Karanlık onu ne zaman terk etse, ki Aras ona O şey diyordu, Aras bir müddet kendine gelmeye, yaşananları hatırlamaya çalışır, her seferinde de böyle acı çekerdi.

Acısının tek sebebi Sare değildi, o Kara Ölüm'ün kaynağının da o şey olduğunu biliyordu.

"Tüm insanlığı yok etmedikçe, durmayacak!"

Bir kez daha kendi kendine konuşunca zavallı haline güldü. Bu önce acı bir gülüştü fakat hemen ardından delirdiğini düşünen Aras sesli, gür bir kahkaha patlattı. Ve uzun bir süre aklını yitirmiş biri gibi tekrar tekrar güldü.

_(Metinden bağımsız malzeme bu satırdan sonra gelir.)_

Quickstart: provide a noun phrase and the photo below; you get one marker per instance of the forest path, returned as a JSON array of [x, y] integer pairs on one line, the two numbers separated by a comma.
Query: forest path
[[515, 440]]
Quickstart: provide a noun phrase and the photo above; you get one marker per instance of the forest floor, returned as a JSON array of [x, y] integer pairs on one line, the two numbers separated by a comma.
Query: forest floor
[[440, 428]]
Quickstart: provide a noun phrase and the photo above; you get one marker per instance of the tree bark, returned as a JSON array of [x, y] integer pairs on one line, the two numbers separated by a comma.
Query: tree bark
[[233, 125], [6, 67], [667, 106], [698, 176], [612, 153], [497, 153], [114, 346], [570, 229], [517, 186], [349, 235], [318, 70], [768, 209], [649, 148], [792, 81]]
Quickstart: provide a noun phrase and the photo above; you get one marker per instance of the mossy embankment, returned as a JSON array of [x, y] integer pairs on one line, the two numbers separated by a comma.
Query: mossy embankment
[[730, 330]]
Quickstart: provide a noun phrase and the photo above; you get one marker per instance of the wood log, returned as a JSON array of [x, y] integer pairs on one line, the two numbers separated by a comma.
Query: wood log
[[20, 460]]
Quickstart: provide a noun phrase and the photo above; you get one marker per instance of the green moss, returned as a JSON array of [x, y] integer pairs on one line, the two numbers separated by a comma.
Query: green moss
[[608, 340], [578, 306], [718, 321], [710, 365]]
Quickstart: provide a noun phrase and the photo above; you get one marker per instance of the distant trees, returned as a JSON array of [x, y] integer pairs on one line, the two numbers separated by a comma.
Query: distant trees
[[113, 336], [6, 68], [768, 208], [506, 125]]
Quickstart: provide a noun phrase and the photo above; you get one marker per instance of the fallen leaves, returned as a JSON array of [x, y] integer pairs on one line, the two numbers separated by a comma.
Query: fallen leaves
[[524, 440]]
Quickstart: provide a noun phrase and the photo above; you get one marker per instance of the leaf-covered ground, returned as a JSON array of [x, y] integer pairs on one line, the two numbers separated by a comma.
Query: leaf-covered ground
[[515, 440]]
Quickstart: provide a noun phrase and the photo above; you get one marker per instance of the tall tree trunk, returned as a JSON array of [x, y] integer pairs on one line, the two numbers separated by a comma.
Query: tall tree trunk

"Büyücü sonunda delirdi. Oysa karanlığın en sağlam ve güçlü kurbanı olduğun üzerine bahse girmiştim."

Aras duvarın içinden çıkmakta olan beyaz saydamımsı hayalete baktı. Bunlardan bir tane görmeyeli çok uzun zaman olmuştu. Hayaletler, Hades'ten kaçan ruhlar olduğundan çok nadir bulunurdu.

"Senin yüzünden kaybedeceğim büyücü."

Aras günler sonra konuşacak, belki de neler olduğunu anlatacak, birini bulmanın sevinciyle gülümsedi.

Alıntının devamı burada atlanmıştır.